Imagine that just now, in this space, you read a post that was twenty-six words long, and contained words beginning with each letter of the alphabet, in order, from start to finish.
That is what I was going to do, but I couldn’t get beyond “frightening” (which, I realize now, is the word that is responsible for the tragic misspelling of “lightning” that pervades the Internet; no, I am mistaken: those people are typing “lightening” (as in, to make less heavy), and their spell-check isn’t catching an error because that’s totally a word) so instead I just started describing what I was doing.
That other post would have been really awesome, though. It was going to end with “Zod!” (as in “kneel before”) because that is how I was going to feel, had I managed to write that other post: like I had ripped the ceiling off the White House and challenged Superman to come and get some.

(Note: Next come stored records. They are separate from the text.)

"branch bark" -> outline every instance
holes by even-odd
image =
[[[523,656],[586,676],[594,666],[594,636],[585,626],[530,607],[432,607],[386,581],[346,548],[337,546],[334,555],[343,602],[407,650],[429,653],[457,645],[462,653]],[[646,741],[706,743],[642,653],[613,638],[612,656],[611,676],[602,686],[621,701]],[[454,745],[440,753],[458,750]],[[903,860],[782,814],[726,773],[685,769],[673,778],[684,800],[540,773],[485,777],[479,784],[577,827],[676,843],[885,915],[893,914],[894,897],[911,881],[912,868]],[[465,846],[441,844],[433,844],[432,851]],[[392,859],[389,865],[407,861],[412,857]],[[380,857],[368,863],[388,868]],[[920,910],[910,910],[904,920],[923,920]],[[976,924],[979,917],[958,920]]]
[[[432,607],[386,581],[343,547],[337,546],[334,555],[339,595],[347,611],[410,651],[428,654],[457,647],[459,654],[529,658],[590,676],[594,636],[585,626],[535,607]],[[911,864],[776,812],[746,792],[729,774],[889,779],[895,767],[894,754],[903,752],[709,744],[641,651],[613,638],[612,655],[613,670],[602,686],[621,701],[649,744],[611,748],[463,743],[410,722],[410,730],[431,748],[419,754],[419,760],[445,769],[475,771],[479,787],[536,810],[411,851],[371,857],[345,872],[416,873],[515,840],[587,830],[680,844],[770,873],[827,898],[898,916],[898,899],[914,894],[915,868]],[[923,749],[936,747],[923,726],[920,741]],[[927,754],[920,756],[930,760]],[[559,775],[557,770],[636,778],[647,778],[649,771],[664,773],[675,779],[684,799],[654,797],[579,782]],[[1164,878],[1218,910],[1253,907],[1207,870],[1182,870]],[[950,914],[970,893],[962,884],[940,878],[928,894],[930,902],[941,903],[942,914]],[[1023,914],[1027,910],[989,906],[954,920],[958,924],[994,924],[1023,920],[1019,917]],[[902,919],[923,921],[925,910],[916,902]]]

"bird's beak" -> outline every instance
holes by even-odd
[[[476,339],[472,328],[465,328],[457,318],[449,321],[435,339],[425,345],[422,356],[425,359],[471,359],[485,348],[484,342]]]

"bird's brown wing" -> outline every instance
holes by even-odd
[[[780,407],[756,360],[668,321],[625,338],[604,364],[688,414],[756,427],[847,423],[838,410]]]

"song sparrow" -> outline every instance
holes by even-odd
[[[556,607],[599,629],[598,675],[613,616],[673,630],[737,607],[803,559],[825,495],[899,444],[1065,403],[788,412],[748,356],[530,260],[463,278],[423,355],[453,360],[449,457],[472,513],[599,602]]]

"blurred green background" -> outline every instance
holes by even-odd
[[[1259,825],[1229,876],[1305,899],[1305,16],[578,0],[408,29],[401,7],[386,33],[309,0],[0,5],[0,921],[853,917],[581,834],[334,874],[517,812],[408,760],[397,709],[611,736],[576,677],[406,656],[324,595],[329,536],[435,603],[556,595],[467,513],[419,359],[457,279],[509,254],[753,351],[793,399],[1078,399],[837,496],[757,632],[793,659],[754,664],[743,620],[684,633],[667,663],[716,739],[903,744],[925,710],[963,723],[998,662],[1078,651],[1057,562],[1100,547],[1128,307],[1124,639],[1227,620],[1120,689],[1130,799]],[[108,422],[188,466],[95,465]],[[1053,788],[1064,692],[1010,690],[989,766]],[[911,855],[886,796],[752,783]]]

Words are funny. Not all words. “Tank” isn’t funny. And that’s kind of funny, because when a comedian is on stage and he’s not doing well, sometimes we say he’s “tanking”. What does that even mean? That he’s doing as badly at stand-up comedy as a tank would do at stand-up comedy? Okay, so there’s some imagery there that might be worth a metaphor, but Jesus! Why not say that he’s “flowerpotting” or “doorknobbing” or “plasma tv-ing”? All of those things are equally as bad at stand-up comedy as a tank. A tank is actually marginally better at stand-up than a doorknob, since at least a tank isn’t afraid to go blue if the situation requires it.
I have to go put the kids to bed now.